Clergy Residences Repair Act 1776
- Parliament of Great Britain
- Long title: An Act to promote the Residence of the Parochial Clergy, by making Provision for the more speedy and effectual building, re-building, repairing or purchasing Houses, and other necessary Buildings and Tenements, for the Use of their Benefices.
- Citation: 17 Geo. 3. c. 53
- Territorial extent: Great Britain

Dates
- Royal assent: 6 June 1777
- Commencement: 24 June 1777

Other legislation
- Amended by: Parsonages Measure 1938 (No. 3); Statute Law (Repeals) Act 1971; Endowments and Glebe Measure 1976 (No. 4);

Status: Partially repealed

Text of statute as originally enacted

Revised text of statute as amended

Text of the Clergy Residences Repair Act 1776 as in force today (including any amendments) within the United Kingdom, from legislation.gov.uk.

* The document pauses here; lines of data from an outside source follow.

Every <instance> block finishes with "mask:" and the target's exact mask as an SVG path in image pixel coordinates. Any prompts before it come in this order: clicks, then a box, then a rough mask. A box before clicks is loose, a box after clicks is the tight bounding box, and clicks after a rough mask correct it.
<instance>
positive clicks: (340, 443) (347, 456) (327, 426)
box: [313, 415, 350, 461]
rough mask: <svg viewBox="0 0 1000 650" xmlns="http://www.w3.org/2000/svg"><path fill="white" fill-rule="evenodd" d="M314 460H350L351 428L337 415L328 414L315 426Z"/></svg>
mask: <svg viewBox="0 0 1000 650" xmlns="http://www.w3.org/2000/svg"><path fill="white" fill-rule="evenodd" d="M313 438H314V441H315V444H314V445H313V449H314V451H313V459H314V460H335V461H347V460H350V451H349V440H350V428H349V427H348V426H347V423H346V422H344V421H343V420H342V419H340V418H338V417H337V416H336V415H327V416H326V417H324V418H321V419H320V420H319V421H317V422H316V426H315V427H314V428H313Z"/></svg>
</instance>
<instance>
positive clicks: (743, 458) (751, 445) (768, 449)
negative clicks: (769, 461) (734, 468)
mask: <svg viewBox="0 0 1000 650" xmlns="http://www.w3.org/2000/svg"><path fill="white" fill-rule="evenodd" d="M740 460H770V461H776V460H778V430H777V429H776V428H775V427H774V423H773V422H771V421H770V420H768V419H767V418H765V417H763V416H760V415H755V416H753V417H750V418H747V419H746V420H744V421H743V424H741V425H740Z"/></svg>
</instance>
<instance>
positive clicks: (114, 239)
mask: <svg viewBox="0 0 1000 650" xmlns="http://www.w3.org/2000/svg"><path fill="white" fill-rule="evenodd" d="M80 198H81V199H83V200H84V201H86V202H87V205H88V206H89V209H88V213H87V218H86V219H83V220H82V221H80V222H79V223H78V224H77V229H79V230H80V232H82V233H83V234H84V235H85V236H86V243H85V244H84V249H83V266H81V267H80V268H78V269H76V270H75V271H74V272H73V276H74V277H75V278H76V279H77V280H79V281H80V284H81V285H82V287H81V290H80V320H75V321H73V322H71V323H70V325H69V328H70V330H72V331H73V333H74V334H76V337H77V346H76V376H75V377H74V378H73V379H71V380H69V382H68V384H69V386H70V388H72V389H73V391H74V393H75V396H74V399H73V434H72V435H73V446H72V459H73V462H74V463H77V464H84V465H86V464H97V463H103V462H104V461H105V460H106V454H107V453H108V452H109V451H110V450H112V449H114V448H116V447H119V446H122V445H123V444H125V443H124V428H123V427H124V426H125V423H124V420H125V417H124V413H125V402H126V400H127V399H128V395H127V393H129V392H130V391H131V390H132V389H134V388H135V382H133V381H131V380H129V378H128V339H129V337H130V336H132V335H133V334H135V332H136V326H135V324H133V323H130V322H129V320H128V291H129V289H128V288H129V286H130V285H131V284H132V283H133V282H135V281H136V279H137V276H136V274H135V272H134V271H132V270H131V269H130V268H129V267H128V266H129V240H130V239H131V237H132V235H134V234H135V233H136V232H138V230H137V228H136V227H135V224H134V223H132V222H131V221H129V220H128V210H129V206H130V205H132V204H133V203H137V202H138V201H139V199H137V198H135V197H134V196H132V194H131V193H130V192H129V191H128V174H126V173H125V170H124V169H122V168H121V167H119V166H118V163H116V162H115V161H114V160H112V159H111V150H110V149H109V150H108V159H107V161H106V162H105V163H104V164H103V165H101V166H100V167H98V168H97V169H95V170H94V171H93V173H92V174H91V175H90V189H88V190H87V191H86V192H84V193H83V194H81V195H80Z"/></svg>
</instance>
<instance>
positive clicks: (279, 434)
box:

= Clergy Residences Repair Act 1776 =

Act of the Parliament of Great Britain

The Clergy Residences Repair Act 1776 (17 Geo. 3. c. 53), also known as the Gilbert Act, was an act of the Parliament of Great Britain that improved the regulation of the building of clergy houses.

== Subsequent developments ==
The Select Committee on Temporary Laws described this act as a consolidation act.

Section 14 of the act was repealed by section 1 of, and the part II of the schedule to, the Statute Law (Repeals) Act 1971, which came into force on 27 July 1971.